There are some well-known examples of women writing under male pseudonyms. The 19th century English novelist Mary Anne (Marion) Evans wrote under the name George Eliot, so as to be taken seriously as a novelist. Some women fiction writers today prefer to use their initials rather than their full first name to try to avoid possible discrimination against women writers.
For a male writer to use a female pseudonym is rarer. The case of the Algerian writer who writes under the name Yasmina Khadra is particularly unusual. Khadra wrote police thrillers in Algeria, and has also written a string of political novels. Eventually the author was revealed to be a former Algerian army officer Mohammed Moulessehoul (pictured above left), writing under the name of his wife.
Moulessehoul writes in French, and five of his novels have been translated into English. He moved to live in France in 2001 and it was then that he “came out” and disclosed Khadra’s real identity. For some, his background casts a permanent shadow over his writing and his agenda. There have been accusations that in his novels chronicling the war of the radicals within Algeria, he documents the atrocities perpetrated by radicals while ignoring those allegedly carried out by the Algerian army.
In 2002 the International Parliament of Writers withdrew the protection it had accorded Moulessehoul and his family, after he defended Algeria’s army against accusations that it massacred civilians.
Khadra’s novels have done well, particularly “The Swallows of Kabul”, written from the point of view of an Afghan woman suffering under the Taleban. The novel was shortlisted for the IMPAC prize.
Khadra’s latest book, “The Attack”, won the Prix des Libraires in France, and was shortlisted for the Goncourt, Femina and Renaudot prizes. In Britain, where it was published recently by William Heinemann in English translation, it has been widely, and on the whole favourably, reviewed.

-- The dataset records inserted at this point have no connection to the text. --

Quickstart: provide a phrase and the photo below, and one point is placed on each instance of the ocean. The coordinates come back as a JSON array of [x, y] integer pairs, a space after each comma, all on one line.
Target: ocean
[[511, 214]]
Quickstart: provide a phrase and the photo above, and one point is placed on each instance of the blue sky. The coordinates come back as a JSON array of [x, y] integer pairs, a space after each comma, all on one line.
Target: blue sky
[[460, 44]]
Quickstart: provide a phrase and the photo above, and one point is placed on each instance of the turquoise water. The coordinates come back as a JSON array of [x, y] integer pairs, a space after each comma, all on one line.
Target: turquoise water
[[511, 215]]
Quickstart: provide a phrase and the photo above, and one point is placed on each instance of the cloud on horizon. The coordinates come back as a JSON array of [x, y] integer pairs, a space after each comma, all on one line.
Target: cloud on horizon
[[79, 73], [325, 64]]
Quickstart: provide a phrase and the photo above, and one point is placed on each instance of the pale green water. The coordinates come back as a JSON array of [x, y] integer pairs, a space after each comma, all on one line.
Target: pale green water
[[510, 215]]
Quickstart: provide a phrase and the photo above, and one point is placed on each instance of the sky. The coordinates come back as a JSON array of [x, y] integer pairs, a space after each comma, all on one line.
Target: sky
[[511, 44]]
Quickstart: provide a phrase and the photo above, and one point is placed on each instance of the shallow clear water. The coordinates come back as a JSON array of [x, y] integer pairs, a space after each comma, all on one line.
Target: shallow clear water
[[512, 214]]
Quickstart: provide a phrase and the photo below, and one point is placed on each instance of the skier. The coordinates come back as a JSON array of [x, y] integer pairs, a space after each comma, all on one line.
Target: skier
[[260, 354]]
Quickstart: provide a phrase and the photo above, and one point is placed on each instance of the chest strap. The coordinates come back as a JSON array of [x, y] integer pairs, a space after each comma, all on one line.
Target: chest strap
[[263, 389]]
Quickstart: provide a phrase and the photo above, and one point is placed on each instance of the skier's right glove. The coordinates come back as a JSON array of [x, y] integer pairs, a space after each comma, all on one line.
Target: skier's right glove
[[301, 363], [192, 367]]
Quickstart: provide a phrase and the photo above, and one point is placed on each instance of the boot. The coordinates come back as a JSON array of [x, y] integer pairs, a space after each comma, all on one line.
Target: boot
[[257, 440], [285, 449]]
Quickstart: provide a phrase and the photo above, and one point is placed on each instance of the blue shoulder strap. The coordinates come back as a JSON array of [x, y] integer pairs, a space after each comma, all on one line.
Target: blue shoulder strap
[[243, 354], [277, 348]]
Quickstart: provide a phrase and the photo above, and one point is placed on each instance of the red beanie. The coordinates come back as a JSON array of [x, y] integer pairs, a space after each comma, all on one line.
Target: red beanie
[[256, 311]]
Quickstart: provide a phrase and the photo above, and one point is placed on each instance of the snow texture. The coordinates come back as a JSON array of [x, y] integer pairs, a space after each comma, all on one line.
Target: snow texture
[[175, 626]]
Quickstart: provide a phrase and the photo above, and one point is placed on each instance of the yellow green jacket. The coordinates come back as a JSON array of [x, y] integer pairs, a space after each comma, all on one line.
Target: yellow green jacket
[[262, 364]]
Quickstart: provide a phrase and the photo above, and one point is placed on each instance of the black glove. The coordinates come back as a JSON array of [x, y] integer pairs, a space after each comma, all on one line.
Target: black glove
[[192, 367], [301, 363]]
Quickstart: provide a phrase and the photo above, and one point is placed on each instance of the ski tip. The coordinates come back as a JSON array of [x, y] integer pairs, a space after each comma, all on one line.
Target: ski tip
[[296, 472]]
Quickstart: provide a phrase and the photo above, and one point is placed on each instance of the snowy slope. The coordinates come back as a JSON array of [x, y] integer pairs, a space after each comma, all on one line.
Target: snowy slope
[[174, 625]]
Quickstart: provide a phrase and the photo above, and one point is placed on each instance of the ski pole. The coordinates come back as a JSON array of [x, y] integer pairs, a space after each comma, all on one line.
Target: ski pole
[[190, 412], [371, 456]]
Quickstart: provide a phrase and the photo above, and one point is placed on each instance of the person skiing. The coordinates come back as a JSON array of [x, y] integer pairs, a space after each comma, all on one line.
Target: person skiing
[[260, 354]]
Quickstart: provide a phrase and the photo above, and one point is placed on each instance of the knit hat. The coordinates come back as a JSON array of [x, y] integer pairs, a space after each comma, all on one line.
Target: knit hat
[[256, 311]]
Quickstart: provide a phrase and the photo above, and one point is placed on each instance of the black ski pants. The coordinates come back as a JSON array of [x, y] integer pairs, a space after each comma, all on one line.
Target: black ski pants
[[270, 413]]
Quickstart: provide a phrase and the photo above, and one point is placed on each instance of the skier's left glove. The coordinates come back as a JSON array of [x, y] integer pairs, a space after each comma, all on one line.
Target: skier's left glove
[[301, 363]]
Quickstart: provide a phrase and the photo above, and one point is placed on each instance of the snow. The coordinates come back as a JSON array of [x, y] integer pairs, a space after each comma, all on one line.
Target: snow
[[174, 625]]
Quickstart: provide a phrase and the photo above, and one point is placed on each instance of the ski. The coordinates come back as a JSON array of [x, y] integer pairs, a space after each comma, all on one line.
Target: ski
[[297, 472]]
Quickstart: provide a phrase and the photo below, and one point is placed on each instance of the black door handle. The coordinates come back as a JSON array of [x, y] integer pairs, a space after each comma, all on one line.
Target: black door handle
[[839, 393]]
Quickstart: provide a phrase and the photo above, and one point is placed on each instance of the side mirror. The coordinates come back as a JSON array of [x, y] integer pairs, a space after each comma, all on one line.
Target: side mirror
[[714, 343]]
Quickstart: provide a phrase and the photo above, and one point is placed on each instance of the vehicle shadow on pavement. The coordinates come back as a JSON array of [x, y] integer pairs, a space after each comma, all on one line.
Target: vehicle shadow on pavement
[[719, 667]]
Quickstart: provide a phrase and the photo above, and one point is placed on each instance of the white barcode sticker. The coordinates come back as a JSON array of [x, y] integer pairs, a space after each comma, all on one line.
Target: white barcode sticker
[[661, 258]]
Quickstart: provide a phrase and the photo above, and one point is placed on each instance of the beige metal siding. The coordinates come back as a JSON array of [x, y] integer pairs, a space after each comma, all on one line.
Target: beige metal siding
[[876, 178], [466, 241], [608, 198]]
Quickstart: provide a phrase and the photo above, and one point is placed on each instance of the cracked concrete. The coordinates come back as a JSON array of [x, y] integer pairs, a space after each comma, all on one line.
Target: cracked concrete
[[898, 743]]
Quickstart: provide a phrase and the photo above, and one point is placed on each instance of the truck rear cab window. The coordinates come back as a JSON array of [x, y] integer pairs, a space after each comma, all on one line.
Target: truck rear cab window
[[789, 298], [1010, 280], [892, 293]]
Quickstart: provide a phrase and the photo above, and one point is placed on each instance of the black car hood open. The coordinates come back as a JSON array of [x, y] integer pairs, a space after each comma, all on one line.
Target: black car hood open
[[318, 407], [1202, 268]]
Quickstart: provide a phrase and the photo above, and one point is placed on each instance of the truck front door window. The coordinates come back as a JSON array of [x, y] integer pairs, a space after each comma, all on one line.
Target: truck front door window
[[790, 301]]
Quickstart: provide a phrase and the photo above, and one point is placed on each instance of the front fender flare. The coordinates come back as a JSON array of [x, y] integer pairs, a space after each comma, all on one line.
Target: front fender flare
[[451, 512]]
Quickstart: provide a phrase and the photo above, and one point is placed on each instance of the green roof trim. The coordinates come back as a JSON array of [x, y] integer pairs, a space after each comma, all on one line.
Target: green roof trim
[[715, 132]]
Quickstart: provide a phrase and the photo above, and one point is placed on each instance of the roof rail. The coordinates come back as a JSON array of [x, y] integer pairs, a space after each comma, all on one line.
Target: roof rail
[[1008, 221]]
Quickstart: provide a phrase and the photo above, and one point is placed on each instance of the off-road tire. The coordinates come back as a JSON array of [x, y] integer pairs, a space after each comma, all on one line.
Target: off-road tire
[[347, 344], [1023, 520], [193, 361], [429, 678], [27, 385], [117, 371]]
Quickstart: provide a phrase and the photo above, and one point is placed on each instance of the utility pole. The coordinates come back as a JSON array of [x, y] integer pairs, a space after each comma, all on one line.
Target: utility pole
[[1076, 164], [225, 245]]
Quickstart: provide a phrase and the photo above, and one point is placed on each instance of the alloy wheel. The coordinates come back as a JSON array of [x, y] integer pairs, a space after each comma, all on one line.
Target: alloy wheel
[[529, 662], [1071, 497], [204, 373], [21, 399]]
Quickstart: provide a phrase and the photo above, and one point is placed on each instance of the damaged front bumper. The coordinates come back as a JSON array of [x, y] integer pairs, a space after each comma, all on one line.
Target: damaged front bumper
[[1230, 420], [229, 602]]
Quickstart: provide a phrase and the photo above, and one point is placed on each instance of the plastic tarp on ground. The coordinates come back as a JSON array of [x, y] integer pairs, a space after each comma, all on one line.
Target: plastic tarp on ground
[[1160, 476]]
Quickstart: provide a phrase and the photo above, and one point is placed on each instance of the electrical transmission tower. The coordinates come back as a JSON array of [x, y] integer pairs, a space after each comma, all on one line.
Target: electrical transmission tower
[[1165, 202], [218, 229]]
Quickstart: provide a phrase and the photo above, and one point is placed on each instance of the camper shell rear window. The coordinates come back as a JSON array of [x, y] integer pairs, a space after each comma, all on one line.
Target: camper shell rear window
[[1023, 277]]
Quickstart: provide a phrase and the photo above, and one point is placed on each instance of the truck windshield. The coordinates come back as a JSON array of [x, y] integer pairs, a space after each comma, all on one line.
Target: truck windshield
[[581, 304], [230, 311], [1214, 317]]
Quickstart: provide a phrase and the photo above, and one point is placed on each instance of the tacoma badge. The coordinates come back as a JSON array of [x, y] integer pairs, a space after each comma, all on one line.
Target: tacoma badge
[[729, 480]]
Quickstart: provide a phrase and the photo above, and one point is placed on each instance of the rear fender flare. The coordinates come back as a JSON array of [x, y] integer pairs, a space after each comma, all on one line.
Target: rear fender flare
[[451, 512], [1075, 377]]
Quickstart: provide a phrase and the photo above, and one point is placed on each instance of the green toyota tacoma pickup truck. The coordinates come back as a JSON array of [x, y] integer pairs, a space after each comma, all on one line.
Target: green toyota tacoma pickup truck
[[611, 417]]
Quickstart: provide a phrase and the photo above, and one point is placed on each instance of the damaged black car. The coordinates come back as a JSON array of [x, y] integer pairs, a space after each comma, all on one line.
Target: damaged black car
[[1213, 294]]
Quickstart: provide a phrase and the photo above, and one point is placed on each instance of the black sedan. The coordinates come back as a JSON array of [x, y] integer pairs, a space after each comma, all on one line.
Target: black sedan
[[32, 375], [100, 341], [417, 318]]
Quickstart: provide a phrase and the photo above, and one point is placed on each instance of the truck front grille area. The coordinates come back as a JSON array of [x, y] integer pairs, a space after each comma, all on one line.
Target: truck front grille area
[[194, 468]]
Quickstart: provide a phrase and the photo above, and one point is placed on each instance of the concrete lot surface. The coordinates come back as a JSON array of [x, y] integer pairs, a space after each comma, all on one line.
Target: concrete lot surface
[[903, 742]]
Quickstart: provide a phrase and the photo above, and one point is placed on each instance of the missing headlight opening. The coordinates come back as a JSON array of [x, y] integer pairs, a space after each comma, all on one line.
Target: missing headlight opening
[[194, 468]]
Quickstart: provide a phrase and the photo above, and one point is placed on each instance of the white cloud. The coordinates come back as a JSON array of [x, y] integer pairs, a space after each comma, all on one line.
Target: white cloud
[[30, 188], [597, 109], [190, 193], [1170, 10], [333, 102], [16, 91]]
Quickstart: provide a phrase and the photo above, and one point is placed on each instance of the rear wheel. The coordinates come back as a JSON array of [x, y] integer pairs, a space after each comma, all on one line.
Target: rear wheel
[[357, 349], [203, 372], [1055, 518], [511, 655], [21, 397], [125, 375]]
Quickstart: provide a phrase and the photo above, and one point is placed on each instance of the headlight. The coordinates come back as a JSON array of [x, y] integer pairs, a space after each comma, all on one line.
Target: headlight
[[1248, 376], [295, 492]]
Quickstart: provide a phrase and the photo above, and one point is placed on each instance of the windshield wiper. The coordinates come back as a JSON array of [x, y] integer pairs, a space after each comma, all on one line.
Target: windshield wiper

In “The Attack”, Khadra continues to explore the relationship between politics, violence and religion. The first-person narrator Amin Jaafari is an Arab surgeon practising in a Jewish hospital in Israel. Despite his Bedouin origins, he has succeeded in entering “the brotherhood of the highly educated elite”.
Jaafari has been married for 10 years to Sihem, in what he considers a happy union. He is devastated when she dies in a suicide bombing in a Tel Aviv restaurant which kills 19 people including 11 schoolchildren. His grief turns to disbelief when he finds she was the suicide bomber.
Jaafari sets out to discover why Sihem did what she did, and to uncover the lies she had told him. She had told him she was going to stay at her grandmother’s farm near Nazareth, but she was actually driven to Bethlehem before returning to Tel Aviv to carry out the bombing.
Although Khadra’s writing has power and clarity, Sihem remains an obscure figure and her motivation is not wholly convincing. Her husband’s investigations take him into perilous confrontations with certain family members and radicals in Bethlehem and Jenin. At the same time he is forced to review his position as an Arab who has done well within the Israeli medial establishment. One of the men he meets in the West Bank describes him as the “serviceable Arab par excellence” Driven to the edge of madness, Jaafari finds he is suspected by both Israelis and Palestinians.